Bud box. Cow movement with the ability for one person to move a cow from pen to pen should be a primary consideration in determining pen locations and drover lanes. The bud box design for moving cows into a pen from an alley or lane is one method that can make cow moving an easy task.
As the cow moves down the alley, she passes the pen that ultimately is her destination. As the person moving the cow walks past the destination pen, they close the alley gate, blocking the previous entrance. This gate also opens the destination pen the cow is to enter. When the cow reaches the dead end of the alley, her tendency will be to turn and return where she entered. The only option will be to enter the destination pen.
Worker safety. The facility design should be safe for not only cows but people as well. Worker safety considerations should also be part of the management and facility plan. Items to consider in the design include animal restraint measures, escape routes for workers from aggressive animals, elimination of pinch points or entrapment hazards between the worker and the animals, good footing for both workers and cows, and adequate lighting.
Herdsperson-veterinarian office. The herdsperson office should be near the transition cow groups because this is where a lot of their time will be spent with cows calving and monitoring health of the fresh cows. This office space can be located adjacent to the calving pens to allow easy access to a computer for records and observation of transition cows.

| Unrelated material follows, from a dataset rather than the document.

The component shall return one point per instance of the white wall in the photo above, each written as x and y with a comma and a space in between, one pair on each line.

This office may also be used by the veterinarian.
Newborn calf care. A space for working with the newborn calf should be located in a convenient place near supplies and equipment that might be needed to process the calf and get it ready for its new location. Access to hot water, cleaning supplies, towels, colostrum storage and other vet supplies would be desirable. In cold weather, a warm room and calf warming box may be necessary to dry the calf before moving.
Implement the design
A scaled plan or sketch of the facility design should be developed keeping in mind transition cow numbers and the overall herd size. The number of groups are outlined in the figure. The plan is used to communicate the transition cow facility features and specifications to the dairy team and the builder.
The scaled plan can be used to evaluate the overall design and its impact on all aspects of the transition cow management plan. The dairy design team can review and critique the design. The plan can be used to evaluate cow flow from pen to pen, feed equipment traffic, manure handling traffic and transition cow management protocols.